Ancient Krakens Making Self-Portraits? 135
First time accepted submitter Sanoj writes "Strange patterns of ichthyosaur bones have been found on an ancient deep-water seabed. One paleontologist has put forward the theory that these could have been the work of giant cephalopods who were eating the swimming dinosaurs and then arranging the vertebrae to resemble their own tentacles. Sound far-fetched? Apparently, the modern octopus also does this."
Re:Paleontologist using the term "Kraken" (Score:5, Informative)
"And, says McMenamin, there is one modern predator that does exactly this - the octopus. He suggests that the remains may indicate the existence of a giant octopus, similar to the Kraken of kegend."

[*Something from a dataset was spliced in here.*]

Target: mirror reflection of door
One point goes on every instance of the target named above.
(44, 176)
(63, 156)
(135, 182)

I'm surprised their spell-checker didn't catch the mis-spelling of "legend", but my point is that he's talking about the possible existence of an undiscovered animal. If it hasn't been discovered, it hasn't been given a name, so it makes sense to compare it to something people can relate to. An octopus has no bones, so I'm not sure what kind of fossils we'd be able to find from an ancient giant octopus. Maybe a giant beak?
Re:Science is Awesome (Score:5, Informative)
Some other, rather more reliable indications that this guy may indeed be full of crap:
Brian Switek's commentary on the story on his Laelaps palaeontology blog [wired.com]
P. Z. Myers' view of the story on his Pharyngula blog [scienceblogs.com]
Discussion of the story on an archive of geologists' conversations on Twitter [tumblr.com]
The professor's own profile page [mtholyoke.edu], which shows he has quite a history of making far-reaching claims.